Für den Ausbau der S4 setzt sich auch eine Bürgerinitiative ein. Vor wenigen Tagen veranstaltete sie in Puchheim eine Podiumsdiskussion, bei der Vertreter der CSU fehlten. Der verkehrspolitische Sprecher der Landtags-Grünen, Markus Ganserer, sieht den Bau des dritten Gleises in weite Ferne gerückt, weil die Kosten für die Zweite Stammstrecke zu hoch seien. Die geplante Röhre blockiere Projekte in ganz Bayern. Herbert Kränzlein, SPD-Stimmkreisabgeordneter für den Landkreis Landsberg, verteidigte die Zweite Stammstrecke. Der Tunnel sei ein sinnvoller Bypass.

Die Frage, wann das dritte Gleis zwischen Pasing und Eichenau gebaut wird, wurde bei der Podiumsdiskussion nicht beantwortet. Einig waren sich die Teilnehmer allerdings darin, dass ein dreigleisiger Ausbau der S4 in diesem Abschnitt nicht reicht. Er solle zumindest so gebaut werden, dass er um ein viertes Gleis erweitert werden kann.

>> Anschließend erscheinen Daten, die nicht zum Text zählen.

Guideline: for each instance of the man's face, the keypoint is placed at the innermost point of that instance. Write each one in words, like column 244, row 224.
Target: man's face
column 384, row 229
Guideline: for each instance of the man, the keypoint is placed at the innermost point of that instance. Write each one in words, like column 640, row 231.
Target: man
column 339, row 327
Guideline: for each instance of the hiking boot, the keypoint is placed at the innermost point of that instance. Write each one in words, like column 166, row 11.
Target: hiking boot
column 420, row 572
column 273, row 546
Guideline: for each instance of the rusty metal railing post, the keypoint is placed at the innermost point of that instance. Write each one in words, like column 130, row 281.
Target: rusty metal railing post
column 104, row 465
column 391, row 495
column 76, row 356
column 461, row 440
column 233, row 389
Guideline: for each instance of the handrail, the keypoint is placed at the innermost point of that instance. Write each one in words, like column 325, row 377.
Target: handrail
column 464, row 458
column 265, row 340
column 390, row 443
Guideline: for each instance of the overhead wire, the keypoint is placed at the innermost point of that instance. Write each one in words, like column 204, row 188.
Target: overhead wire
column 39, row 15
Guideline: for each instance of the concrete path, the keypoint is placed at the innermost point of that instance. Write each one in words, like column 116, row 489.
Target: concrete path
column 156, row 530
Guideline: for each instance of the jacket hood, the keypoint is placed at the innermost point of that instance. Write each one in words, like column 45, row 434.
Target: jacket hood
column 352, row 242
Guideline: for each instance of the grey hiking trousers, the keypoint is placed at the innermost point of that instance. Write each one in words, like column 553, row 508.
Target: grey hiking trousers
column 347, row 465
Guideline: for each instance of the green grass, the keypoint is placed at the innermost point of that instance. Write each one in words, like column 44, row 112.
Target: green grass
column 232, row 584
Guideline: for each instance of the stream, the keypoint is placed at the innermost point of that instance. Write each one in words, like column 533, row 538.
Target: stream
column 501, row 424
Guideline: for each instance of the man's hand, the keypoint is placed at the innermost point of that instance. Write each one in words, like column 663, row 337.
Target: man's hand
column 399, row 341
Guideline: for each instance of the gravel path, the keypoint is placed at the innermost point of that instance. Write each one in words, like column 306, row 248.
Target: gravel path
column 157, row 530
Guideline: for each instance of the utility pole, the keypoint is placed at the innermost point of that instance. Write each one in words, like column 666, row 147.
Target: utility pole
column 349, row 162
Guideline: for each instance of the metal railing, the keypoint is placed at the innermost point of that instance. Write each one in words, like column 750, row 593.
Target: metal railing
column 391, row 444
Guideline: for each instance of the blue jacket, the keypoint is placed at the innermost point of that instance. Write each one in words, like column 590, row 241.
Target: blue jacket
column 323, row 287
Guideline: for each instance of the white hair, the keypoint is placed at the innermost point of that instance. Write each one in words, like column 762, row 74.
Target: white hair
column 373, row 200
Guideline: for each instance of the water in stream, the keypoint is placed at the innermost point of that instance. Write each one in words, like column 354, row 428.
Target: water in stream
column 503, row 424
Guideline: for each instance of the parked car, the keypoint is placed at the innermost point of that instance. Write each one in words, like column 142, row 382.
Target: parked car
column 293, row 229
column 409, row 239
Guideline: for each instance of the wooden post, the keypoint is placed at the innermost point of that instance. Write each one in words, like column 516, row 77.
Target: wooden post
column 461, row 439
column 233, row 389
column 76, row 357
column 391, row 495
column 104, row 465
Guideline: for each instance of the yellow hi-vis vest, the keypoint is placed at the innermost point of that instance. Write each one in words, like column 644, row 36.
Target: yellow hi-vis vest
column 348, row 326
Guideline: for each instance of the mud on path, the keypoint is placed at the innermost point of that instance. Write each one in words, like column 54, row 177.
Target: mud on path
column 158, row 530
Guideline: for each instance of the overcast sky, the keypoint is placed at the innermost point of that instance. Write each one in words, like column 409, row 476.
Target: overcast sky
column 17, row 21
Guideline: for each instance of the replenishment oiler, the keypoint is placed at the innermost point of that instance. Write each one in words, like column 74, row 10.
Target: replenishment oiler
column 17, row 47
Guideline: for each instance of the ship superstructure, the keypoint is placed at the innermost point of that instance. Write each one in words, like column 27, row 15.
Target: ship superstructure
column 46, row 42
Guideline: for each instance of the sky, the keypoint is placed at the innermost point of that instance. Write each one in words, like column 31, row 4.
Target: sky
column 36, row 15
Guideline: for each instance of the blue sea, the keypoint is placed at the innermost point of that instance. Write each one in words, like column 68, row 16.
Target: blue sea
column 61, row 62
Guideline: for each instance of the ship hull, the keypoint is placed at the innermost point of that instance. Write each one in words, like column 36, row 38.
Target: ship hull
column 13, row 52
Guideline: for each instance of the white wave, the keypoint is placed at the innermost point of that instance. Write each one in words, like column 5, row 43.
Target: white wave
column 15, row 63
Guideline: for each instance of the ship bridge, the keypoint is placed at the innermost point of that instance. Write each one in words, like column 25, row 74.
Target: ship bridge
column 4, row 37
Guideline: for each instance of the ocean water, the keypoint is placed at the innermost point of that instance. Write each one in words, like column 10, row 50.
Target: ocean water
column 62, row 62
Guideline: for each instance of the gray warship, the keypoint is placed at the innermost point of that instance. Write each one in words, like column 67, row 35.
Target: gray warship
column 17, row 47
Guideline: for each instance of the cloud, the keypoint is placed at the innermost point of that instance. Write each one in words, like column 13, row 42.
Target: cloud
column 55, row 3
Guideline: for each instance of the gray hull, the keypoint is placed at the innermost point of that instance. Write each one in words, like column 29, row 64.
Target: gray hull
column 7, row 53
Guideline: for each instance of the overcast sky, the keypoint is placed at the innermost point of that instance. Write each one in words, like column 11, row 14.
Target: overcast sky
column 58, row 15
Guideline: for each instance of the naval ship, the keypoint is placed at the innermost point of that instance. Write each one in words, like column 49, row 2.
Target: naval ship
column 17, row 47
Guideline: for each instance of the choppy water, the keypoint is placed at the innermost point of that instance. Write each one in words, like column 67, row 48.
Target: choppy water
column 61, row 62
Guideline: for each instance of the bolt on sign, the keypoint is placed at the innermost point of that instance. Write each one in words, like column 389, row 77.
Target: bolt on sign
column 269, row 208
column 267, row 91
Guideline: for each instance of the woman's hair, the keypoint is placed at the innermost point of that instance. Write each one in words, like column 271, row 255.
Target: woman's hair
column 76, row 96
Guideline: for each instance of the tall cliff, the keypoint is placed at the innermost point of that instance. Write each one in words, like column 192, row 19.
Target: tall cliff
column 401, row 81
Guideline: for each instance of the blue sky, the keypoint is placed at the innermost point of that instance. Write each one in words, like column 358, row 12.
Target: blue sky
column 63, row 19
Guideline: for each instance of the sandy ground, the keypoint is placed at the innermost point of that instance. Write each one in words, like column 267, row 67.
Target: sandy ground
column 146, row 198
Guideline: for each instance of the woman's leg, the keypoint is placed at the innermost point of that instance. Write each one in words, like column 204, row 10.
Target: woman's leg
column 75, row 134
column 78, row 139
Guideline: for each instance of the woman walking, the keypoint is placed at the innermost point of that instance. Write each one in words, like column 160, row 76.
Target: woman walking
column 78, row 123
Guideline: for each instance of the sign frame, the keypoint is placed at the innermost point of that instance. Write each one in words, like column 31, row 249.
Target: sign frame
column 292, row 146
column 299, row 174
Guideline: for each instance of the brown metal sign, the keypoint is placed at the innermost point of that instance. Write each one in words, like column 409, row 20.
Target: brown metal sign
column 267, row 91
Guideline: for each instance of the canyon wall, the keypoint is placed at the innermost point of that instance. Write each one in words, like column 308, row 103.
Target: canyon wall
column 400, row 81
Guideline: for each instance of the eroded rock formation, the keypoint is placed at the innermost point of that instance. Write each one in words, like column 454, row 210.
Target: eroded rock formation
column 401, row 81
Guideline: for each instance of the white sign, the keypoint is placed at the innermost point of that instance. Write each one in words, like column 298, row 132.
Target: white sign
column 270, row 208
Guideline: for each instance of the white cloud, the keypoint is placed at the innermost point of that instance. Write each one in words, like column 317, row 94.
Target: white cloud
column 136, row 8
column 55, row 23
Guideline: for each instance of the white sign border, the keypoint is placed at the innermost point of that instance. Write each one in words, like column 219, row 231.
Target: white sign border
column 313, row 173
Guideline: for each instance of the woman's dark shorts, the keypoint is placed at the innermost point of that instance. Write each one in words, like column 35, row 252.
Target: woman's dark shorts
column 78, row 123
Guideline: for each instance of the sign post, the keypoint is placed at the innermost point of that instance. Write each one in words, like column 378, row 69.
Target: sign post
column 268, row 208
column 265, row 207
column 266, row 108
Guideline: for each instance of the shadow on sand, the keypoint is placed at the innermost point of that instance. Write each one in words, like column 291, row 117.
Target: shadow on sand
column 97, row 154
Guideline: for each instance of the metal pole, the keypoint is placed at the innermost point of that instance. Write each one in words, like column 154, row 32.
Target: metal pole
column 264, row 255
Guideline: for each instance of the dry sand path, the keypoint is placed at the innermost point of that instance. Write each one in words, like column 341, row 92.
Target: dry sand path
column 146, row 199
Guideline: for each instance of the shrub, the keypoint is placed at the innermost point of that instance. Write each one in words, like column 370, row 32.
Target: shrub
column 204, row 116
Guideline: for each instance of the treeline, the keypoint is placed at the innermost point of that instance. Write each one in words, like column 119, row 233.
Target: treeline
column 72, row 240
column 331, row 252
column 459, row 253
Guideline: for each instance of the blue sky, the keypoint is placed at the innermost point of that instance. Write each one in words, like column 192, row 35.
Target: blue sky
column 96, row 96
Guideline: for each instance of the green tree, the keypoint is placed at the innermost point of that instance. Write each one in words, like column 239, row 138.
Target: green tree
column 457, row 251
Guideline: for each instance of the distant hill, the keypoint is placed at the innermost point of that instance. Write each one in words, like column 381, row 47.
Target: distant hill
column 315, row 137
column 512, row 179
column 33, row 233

Auch der Bahnexperte Dr. Ralf Wiedenmann, der sich in der Schweiz und in Südbayern für den öffentlichen Verkehr einsetzt und im Großraum München aufgewachsen ist, kritisiert, dass der Streckenausbau auf der S4 auf sich warten lässt und sich Deutsche Bahn, Bund und Freistaat die Schuld gegenseitig zuschieben. „Allen Beteiligten sollte klar sein, dass der S4-Ausbau nun wirklich dringend ist.“ Werde die Zweite Stammstrecke eröffnet ohne dass der Ausbau der S4 rechtzeitig erfolgt, dann würden in der Spitzenstunde am Morgen statt bisher sechs Züge nur noch fünf Züge aus Buchenau Richtung Pasing verkehren.